After one unsuccessful engagement with the Supreme Court, the State of Arizona continues to work through the implementation of its public financing laws. The issue remains, as before, how it can structure the law to draw candidates into the systems. One strategy it devised did not suit the Court: the state discovered that it could not provide offsetting public funding to participating candidates who faced well-heeled opponents and free-spending independent expenditure groups.

Now Arizona is fighting over another mechanism for encouraging participation, or discouraging nonparticipation, in the public funding system. This one involves reducing the contribution limits to make them less appealing to candidates who are considering electing private support through contributions rather than public financing. In 1998, voters approved Proposition 200, known as the Clean Elections Act, which established a public financing system and reduced the contributions limits then specified by law for candidates who did not participate in the public financing system. It imposed for these nonparticipating candidates a 20% reduction in then-existing limits and established aggregate limits on contributions by candidates and political committees. In 2013, the legislature increased the contribution limits available to nonparticipating candidates and eliminated the aggregate limits.

The Arizona Citizens Clean Elections Commission filed suit, but the question assumed a very technical form. Because Arizona voters had also acted by proposition to condition the legislature’s authority to modify or amend a proposition, the Commission contended that the legislature’s action in increasing contribution limits was an amendment of a Proposition and that the legislature had failed to satisfy the requirements for doing so.

The Arizona Court of Appeals enjoined the contribution limit increase and remanded the case to the lower court for findings of fact and law.  Ariz. Clean Elections Comm’n v. Brain, 1 CA-SA 13-0239 (Oct. 24, 2013). It specifically directed the court below to issue findings of fact and conclusions of law on the legislature’s claim that, even if the new, reduced limits were upheld, they were so low that they violated the First Amendment.

Another question, not discussed, is what federal courts would make of the reduction in the limits as a means of encouraging participation in the public financing scheme—or discouraging refusals to participate. The State of Arizona has argued that Proposition 200 served a purpose of countering corruption, but also that without a reduction of the limits, participation in the public funding program would “become less viable.” Petition for Special Action, Ariz. Clean Elections Comm’n v. Bennett (July 13, 2013) at 30. By this it meant that “candidate decisions whether to run as ‘participating’ or ‘non-participating’ candidates in the 2014 elections will be influenced” by the increased contribution limits passed by the legislature. Id. at 6. And the Arizona Court of Appeals has now sustained an injunction against the increase in the limits in part on the basis that they “may have driven candidates away from the public financing system created by the Clean Elections Act.” Brain at 32.

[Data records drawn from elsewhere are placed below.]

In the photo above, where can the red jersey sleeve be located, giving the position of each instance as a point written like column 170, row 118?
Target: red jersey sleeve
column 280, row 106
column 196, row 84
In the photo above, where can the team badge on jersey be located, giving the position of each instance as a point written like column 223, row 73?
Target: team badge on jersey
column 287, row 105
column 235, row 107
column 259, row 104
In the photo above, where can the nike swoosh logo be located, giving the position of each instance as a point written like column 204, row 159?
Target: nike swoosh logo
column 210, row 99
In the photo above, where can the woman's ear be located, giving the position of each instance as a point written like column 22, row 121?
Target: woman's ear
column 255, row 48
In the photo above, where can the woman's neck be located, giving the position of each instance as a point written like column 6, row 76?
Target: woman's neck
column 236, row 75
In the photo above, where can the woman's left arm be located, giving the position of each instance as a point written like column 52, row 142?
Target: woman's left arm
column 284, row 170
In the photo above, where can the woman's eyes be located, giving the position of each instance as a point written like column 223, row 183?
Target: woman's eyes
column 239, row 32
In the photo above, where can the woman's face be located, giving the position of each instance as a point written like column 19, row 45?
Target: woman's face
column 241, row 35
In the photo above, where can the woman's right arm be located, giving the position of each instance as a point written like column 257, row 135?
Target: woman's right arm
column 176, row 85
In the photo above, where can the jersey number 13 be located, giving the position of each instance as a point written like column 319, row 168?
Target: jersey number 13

The Supreme Court first expressed in Davis v. FEC its disapproval of “penalties” exacted for public policy purposes in the form of different contribution limits for competing candidates. 554 U.S. 724 (2008). In Davis, Congress was offering higher limits under certain circumstances to candidates facing “millionaire” opponents. The reasoning was then adapted to the public financing regimes in Arizona, which offered to participating candidates supplemental public financing keyed to the spending of nonparticipating opponents and independent expenditure groups. In Ariz. Free Enter. Club’s Freedom Club PAC v. Bennett, 131 S. Ct. 2806 (2011), the Court rejected as constitutionally insufficient the state’s “goal of creating a viable public financing scheme” by adjusting limits to “cause a sufficient number of candidates to sign up for public financing….” 131 S. Ct. at 2828.

Arizona’s voters established limits at one level to control for corruption, then cut them across the board at least in part to support the viability of a public financing scheme. While the Court has given the states wide latitude in sculpting limits, see Nixon v. Shrink Mo. Gov’t PAC, 528 U.S. 377 (2000), a majority of the Justices are notably suspicious of limits crafted to achieve collateral goals beyond that of protecting against corruption. As framed in the ongoing Arizona litigation, the issue on remand is whether the limits are too low to allow for First Amendment-protected activity. Another question that may surface later in this litigation is about the purpose of the reduction in the limits and any separate issue it may present under Davis and Ariz. Free Enter. Club.